I have no problem with those artists, or that art — indeed I’m a huge fan of the likes of Os Gemeos, Swoon, and Maya Hayuk. Certainly I don’t begrudge them their international fame and financial success; they deserve every penny, and have paid for themselves many times over in terms of the increase they’ve caused in Wynwood property values. But Schiller is right that along the way, something has been lost. Street art comes from tagging, from the need that young people have to express themselves. It’s a way that the voiceless can be heard. Or, at least, it used to be. Increasingly, these days, it’s more about trying to break into the art world to make money.

Saturday’s mass action is proof that the streets still matter, that they’re a crucial venue where young people’s voices can be heard, and that passion and anger and creative righteousness have in no way disappeared over the years that the street-art world became increasingly corporate and commercialized. But for all that JR’s portrait of Eric Garner’s eyes led the New York march, what little “I can’t breathe” graffiti there is seems to reside mainly on university campuses.

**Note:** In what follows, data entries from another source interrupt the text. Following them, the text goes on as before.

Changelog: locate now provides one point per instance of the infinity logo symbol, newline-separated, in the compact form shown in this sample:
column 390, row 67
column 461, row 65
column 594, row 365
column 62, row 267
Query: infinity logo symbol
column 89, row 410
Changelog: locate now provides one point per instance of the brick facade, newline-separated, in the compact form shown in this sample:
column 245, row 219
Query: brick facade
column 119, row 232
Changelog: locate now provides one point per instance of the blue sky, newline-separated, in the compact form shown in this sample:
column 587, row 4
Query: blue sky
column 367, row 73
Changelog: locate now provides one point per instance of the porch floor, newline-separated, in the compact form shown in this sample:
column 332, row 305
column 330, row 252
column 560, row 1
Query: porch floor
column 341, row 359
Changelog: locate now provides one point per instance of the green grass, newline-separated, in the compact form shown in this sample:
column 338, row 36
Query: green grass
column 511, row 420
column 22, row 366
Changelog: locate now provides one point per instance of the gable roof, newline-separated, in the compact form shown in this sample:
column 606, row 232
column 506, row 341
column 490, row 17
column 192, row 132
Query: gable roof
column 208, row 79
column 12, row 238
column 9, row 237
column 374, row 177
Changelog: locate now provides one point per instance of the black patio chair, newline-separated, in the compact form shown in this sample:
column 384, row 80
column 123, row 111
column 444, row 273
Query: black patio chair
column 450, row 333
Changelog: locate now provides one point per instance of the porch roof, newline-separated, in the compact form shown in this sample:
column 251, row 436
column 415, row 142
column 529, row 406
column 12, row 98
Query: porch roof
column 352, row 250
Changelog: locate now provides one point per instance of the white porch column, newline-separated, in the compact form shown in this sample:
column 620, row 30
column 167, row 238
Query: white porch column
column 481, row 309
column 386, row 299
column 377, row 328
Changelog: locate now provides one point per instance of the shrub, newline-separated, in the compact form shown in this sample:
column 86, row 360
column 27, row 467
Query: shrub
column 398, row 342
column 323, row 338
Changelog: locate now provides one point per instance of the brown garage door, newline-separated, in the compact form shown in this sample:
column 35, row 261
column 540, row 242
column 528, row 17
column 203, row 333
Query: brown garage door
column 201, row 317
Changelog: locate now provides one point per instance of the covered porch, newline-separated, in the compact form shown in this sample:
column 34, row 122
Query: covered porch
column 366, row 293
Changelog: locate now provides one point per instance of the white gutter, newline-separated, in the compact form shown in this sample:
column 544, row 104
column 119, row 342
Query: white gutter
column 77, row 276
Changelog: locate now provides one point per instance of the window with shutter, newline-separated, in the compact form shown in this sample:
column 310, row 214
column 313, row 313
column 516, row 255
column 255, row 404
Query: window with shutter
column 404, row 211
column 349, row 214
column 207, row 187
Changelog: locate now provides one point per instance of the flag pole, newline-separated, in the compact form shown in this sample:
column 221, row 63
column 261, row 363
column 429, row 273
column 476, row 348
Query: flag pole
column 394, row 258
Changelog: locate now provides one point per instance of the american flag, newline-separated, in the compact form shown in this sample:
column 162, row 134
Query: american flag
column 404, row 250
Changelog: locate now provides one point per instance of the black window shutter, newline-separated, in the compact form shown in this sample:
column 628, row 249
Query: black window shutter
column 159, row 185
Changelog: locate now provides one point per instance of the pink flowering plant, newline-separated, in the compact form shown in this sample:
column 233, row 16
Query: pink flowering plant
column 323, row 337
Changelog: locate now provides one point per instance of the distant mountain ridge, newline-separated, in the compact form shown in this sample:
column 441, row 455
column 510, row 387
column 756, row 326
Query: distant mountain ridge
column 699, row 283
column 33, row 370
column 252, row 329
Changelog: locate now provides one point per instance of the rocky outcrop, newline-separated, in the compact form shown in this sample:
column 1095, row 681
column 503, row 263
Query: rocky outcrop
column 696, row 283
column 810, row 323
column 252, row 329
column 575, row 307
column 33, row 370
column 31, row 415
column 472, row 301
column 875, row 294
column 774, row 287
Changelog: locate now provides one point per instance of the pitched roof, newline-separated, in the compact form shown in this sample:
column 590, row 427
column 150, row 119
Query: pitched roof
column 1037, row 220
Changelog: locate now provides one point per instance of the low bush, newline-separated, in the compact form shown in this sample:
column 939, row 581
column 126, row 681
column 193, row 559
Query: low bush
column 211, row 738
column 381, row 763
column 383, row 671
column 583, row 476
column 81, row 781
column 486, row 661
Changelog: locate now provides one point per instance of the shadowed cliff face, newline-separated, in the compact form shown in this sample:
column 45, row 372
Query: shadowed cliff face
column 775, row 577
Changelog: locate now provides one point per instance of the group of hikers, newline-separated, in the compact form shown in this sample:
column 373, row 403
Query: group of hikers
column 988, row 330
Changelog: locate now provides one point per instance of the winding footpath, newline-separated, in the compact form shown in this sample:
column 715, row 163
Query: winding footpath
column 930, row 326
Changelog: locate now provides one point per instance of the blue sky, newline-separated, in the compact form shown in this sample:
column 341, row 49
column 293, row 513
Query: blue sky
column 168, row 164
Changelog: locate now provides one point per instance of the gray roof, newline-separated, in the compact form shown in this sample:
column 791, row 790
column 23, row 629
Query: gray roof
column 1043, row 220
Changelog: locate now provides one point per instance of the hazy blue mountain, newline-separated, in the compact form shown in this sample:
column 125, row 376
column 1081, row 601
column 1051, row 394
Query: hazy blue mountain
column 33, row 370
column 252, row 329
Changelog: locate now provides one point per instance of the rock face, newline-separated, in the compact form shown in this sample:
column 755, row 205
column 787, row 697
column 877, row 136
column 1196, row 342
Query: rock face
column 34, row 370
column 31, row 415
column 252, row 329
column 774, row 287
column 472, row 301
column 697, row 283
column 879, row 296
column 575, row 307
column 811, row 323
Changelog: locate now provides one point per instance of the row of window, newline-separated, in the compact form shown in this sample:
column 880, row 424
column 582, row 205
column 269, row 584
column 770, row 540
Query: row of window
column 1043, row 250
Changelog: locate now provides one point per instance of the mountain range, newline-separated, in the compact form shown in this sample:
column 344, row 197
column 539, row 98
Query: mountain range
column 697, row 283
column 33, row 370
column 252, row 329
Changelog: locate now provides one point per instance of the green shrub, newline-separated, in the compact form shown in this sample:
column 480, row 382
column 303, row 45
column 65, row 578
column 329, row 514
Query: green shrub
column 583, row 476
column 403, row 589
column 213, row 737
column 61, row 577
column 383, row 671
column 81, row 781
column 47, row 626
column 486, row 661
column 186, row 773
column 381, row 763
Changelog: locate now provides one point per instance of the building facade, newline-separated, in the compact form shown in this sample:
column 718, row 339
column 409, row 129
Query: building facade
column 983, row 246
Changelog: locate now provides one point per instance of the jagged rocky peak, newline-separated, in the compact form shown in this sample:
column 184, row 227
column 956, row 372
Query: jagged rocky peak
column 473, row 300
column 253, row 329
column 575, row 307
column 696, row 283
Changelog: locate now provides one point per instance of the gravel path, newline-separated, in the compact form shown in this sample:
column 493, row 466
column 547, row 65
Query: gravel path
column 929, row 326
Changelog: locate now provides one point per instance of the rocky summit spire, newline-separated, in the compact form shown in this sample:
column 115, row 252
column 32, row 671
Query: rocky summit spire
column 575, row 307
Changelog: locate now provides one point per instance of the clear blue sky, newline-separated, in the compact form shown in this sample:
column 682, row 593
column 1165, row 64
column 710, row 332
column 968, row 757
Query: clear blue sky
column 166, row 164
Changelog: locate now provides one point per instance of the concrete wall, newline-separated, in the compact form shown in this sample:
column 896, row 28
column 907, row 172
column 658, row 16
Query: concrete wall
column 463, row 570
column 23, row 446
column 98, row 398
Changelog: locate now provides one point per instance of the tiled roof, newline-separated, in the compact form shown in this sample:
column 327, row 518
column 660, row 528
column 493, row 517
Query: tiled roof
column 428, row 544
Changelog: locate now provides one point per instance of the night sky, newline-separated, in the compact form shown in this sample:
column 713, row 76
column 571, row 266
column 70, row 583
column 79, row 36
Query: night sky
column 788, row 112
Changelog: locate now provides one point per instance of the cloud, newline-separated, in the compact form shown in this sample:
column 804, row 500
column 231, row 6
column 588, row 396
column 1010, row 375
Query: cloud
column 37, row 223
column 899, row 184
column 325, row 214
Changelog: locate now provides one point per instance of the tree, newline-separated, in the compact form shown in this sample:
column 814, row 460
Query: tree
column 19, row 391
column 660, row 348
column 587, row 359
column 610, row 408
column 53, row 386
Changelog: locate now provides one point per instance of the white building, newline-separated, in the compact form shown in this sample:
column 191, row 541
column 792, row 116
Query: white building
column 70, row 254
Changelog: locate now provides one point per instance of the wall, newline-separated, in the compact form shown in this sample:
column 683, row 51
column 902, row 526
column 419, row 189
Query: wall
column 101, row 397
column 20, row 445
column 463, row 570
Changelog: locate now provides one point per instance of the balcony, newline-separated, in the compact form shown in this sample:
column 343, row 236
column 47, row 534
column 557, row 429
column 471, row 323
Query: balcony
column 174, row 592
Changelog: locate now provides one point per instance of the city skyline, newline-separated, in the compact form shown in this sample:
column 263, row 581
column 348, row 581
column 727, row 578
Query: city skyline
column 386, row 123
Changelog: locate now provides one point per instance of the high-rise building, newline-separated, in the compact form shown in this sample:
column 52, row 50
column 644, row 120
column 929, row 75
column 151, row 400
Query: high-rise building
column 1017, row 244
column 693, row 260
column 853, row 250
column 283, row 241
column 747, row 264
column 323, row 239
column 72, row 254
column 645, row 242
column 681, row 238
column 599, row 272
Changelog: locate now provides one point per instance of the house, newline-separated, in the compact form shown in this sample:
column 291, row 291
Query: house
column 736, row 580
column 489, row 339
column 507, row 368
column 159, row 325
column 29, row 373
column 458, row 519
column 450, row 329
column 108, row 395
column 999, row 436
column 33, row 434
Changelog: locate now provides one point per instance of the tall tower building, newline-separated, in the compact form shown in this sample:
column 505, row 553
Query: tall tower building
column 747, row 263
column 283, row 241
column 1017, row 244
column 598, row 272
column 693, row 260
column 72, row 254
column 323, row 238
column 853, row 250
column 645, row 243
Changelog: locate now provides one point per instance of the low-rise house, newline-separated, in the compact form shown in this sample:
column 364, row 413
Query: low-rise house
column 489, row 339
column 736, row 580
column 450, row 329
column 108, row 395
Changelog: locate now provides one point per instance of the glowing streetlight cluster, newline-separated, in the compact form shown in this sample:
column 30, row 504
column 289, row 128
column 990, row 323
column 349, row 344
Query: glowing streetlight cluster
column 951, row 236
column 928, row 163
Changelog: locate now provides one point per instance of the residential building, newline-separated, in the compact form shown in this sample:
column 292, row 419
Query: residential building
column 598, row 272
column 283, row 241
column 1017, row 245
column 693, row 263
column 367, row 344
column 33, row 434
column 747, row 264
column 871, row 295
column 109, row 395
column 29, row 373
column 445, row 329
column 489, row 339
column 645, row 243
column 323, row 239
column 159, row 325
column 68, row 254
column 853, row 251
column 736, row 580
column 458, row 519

https://twitter.com/natalienes/status/542715568470884352

Street art has never really been about mass movements, of course. It’s best at providing a voice for individuals, rather than millions. But it seems that insofar as street art is expressing any kind of anger at all, it’s doing so around the current protests. Or else it’s doing so far from America’s shores, in places like Egypt. So here’s my question for you: Where are the artists working today who will renew the faith that Marc Schiller used to have? Which cities still have pockets of brave artists claiming the streets as their own canvas, a place they can make an eloquent point without first asking permission? Who are Blu’s heirs? They must be out there, somewhere.